Anna Whites, an attorney representing the anti-Cameron petitioners, said the state shouldn’t have to wait for an election to remedy his “dishonesty and misconduct” in the Taylor investigation. Cameron was elected to a four-year term in 2019, as was Beshear.
In one crucial legal test, Kentucky’s Supreme Court ruled the governor had the authority to put restrictions on businesses and individuals to try to contain the coronavirus.
Beshear says prolonging a meritless case by accusers he regards as anti-government extremists would be “giving more oxygen” to their beliefs.
In an earlier reflection of the overheated political climate, last year armed protesters gathered outside Beshear’s home and then hanged him in effigy. Beshear vowed not to be intimidated then, and he’s taken the same stance on the impeachment petition.

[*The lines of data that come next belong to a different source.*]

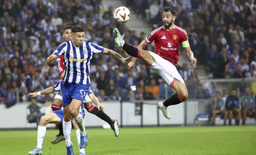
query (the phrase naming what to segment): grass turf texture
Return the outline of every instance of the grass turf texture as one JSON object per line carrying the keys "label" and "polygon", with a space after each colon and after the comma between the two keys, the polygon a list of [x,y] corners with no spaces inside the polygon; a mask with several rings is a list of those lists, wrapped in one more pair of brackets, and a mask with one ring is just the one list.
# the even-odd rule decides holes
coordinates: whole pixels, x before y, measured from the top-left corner
{"label": "grass turf texture", "polygon": [[[88,129],[87,155],[256,155],[256,126]],[[66,154],[64,141],[50,141],[57,130],[47,130],[43,155]],[[72,130],[73,150],[79,149]],[[37,131],[0,131],[0,154],[27,155],[37,145]]]}

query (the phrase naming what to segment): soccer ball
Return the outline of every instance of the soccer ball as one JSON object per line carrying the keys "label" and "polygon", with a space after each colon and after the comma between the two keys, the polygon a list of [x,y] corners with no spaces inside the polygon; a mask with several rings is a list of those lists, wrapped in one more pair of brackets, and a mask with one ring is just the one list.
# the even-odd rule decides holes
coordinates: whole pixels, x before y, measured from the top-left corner
{"label": "soccer ball", "polygon": [[131,17],[131,13],[128,8],[121,6],[114,10],[113,13],[114,19],[120,23],[126,23]]}

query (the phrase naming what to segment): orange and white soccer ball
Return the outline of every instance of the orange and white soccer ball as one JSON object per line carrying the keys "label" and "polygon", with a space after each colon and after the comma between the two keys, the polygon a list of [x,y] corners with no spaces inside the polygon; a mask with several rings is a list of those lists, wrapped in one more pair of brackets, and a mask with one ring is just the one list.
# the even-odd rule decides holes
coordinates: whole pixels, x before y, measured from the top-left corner
{"label": "orange and white soccer ball", "polygon": [[131,17],[131,13],[128,8],[121,6],[114,10],[113,13],[114,19],[120,23],[126,23]]}

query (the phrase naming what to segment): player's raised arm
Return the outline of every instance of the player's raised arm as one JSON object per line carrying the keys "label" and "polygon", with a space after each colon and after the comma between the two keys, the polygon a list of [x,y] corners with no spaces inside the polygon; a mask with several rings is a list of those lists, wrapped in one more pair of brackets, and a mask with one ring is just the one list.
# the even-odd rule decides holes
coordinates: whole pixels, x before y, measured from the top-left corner
{"label": "player's raised arm", "polygon": [[190,46],[188,42],[188,37],[187,35],[186,32],[183,32],[183,31],[182,31],[180,32],[182,38],[181,41],[182,46],[185,48],[187,56],[191,61],[192,65],[195,68],[197,60],[194,57],[194,53],[190,49]]}
{"label": "player's raised arm", "polygon": [[95,43],[90,42],[87,43],[88,43],[88,44],[87,44],[87,45],[89,45],[90,46],[93,54],[100,53],[109,55],[114,59],[120,60],[124,63],[125,63],[127,60],[130,58],[130,56],[126,58],[124,58],[114,51],[103,47],[102,46],[99,46]]}
{"label": "player's raised arm", "polygon": [[53,52],[53,53],[50,55],[49,57],[47,58],[47,59],[46,59],[46,63],[48,64],[51,64],[59,56],[63,55],[64,54],[65,49],[66,50],[67,46],[67,43],[66,42],[62,43]]}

“When you look at this thing, you can’t say: ‘Do you think you shouldn’t have taken certain actions so certain people wouldn’t be mad at you,’” he said. “I take actions to save lives.”
The petition calling for Cameron’s impeachment involves a handful of people, including three grand jurors who criticized his handling of the investigation into Taylor’s shooting death by police. Cameron last year recommended charging a single officer for endangering Taylor’s neighbors, but some grand jurors have since complained they weren’t given the chance to consider charging the officers who fired into Taylor’s home.
Cameron has stood by his investigation into Taylor’s death, which fueled national protests over racial injustice. His response to the impeachment effort against him says the petition is “so lacking in legal and factual support” that it should be dismissed. Cameron’s team followed the law and presented a thorough case, the response said.
Under Kentucky’s constitution, the House possesses the sole power of impeachment. An impeachment trial is held in the Senate, where the votes of two-thirds of senators present are required for conviction.
Four constitutional officers have been impeached in Kentucky history, but only one was convicted. James “Honest Dick” Tate, a 19th-century state treasurer, was ousted for stealing $250,000 from the state and fled the country.